Question

In the figure shown below, two identical balls of mass $M$ and radius $R$ each, are placed in contact with each other on the frictionless horizontal surface. The third ball of mass $M$ and radius $R/2$, is coming down vertically and has a velocity $v_0$ when it hits the two balls symmetrically and itself comes to rest.
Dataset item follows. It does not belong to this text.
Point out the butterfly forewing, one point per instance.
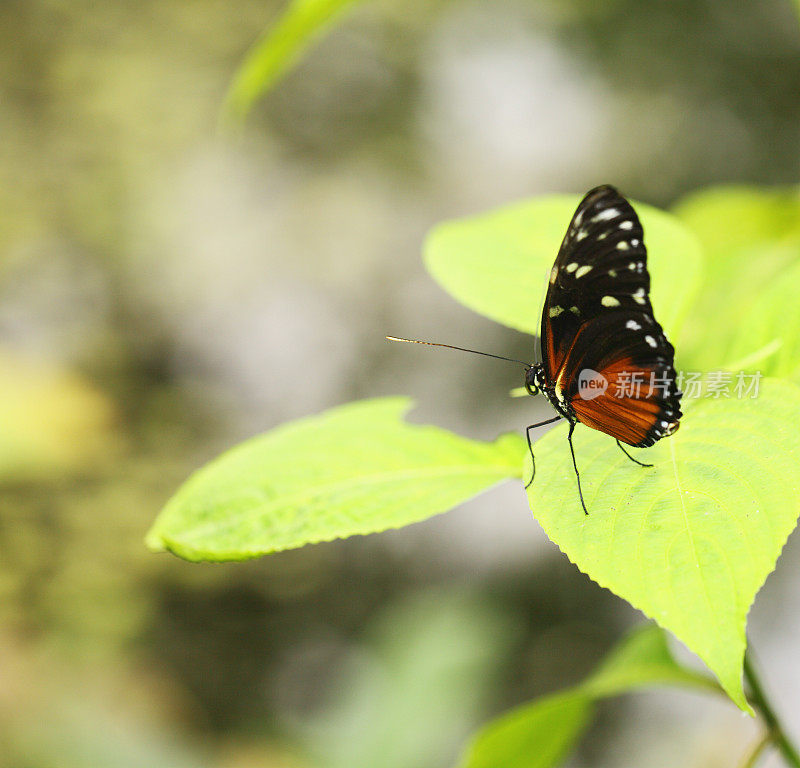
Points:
(598, 321)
Then, each of the two bigger balls will move after collision with a speed equal to

• A. $\frac{4v_0}{\sqrt{3}}$
• B. $\frac{2v_0}{\sqrt{3}}$
• C. $\frac{v_0}{\sqrt{3}}$
• D. $\sqrt{3}{v}_0$

Answer 1

The correct option is C $\frac{v_0}{\sqrt{3}}$

Assuming that the impulse imparted to each ball on the surface, during the collision is $J$. Since the situation is symmetric, the two balls on the ground will move with the same velocity.


For ball $B$:
$J\cos \theta =Mv\dots \left(i\right)$
& for ball $C$
$-2J\sin \theta =0-M{v}_0$
$\Rightarrow 2J\sin \theta =M{v}_0\dots \left(ii\right)$
From Eqs. $\left(i\right)$ and $\left(ii\right)$,
$\tan \theta =\frac{v_0}{2v}\dots \left(iii\right)$

From $\Delta AOC$
$\tan \theta =\frac{OC}{AO}=\frac{\sqrt{5}\left(R/2\right)}{R}=\frac{\sqrt{5}}{2}$
From $\left(iii\right)$,
$\frac{\sqrt{5}}{2}=\frac{v_0}{2v}\Rightarrow v=\frac{v_0}{\sqrt{5}}$.